Tika Siton has knit baby sweaters for the benefit of Yad Sarah for the past 19 years. Photo by Abigail Klein Leichman

And a whole wing of the building hums with the sound of tools as retired mechanics and technicians, as well as teenage National Service volunteers, maintain and repair Yad Sarah’s medical equipment.

“If we had to outsource these repairs it would be very expensive,” says Rothner.

A volunteer named Yonah fixing a wheelchair at Yad Sarah. Photo by Abigail Klein Leichman

Shmuel Treistman, a retired plumber and builder, has volunteered three days a week in the Yad Sarah repair shop for 20 years. “We get equipment to fix from all our branches and we try to get them back out looking like new,” he says. “I love it here.”

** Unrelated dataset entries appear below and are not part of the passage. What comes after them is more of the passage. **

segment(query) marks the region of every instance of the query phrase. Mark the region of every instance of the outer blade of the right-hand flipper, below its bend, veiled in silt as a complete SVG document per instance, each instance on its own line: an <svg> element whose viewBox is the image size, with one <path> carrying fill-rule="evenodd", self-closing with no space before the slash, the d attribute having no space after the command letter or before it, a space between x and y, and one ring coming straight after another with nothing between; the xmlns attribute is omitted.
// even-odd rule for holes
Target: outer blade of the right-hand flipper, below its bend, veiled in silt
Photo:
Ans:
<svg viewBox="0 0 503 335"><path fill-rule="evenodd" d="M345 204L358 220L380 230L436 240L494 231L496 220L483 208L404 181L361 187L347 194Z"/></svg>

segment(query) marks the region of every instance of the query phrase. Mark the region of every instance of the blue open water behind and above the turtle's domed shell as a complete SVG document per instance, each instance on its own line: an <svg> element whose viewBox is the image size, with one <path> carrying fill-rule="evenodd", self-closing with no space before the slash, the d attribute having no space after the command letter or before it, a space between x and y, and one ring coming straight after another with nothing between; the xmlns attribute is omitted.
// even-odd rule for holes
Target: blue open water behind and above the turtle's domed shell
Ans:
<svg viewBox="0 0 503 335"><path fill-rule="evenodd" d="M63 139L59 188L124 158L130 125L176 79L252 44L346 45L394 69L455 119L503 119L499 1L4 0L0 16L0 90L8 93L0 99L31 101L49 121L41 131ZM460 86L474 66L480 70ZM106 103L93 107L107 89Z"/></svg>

Yissachar, a volunteer busy fashioning a new wooden piece for a crib, relates that earlier in the day he mended a wheelchair for a child from an Arab village near Jerusalem. It wasn’t a Yad Sarah wheelchair but Yissachar was happy to help.

Yissachar making a new part for a wooden crib at Yad Sarah. Photo by Abigail Klein Leichman

Try out adaptive equipment

In model apartments set up in Yad Sarah’s Exhibition and Guidance Centers at 10 of the larger branches, people can try out and learn where to acquire adaptive equipment from shower chairs to gadgets for cooking one-handed.

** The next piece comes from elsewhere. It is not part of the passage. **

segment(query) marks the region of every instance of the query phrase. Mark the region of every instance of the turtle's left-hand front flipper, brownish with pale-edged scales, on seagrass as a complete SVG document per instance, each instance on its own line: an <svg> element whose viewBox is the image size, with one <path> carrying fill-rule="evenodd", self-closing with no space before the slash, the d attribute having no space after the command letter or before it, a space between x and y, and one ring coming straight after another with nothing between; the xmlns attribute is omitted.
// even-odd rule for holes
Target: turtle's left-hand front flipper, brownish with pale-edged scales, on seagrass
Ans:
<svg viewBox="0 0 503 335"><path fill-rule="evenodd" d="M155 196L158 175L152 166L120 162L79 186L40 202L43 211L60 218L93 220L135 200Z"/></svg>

Deborah Roitman, head of Yad Sarah’s Exhibition and Guidance Centers, welcomes visitors to the Jerusalem model apartment. Photo by Abigail Klein Leichman

The three-floor Beersheva center offers a dozen services including volunteer handymen who’ve mended items in some 750 apartments of the poor and homebound over the past seven years.

“Yad Sarah is a serious organization and that’s important for people wanting to volunteer in a meaningful way. All you do the entire day is help people,” says director Michael Benson, a retired high-school principal.

“We have 450 volunteers here in Beersheva, but if another 150 volunteers would come along today I’d have plenty for them to do.”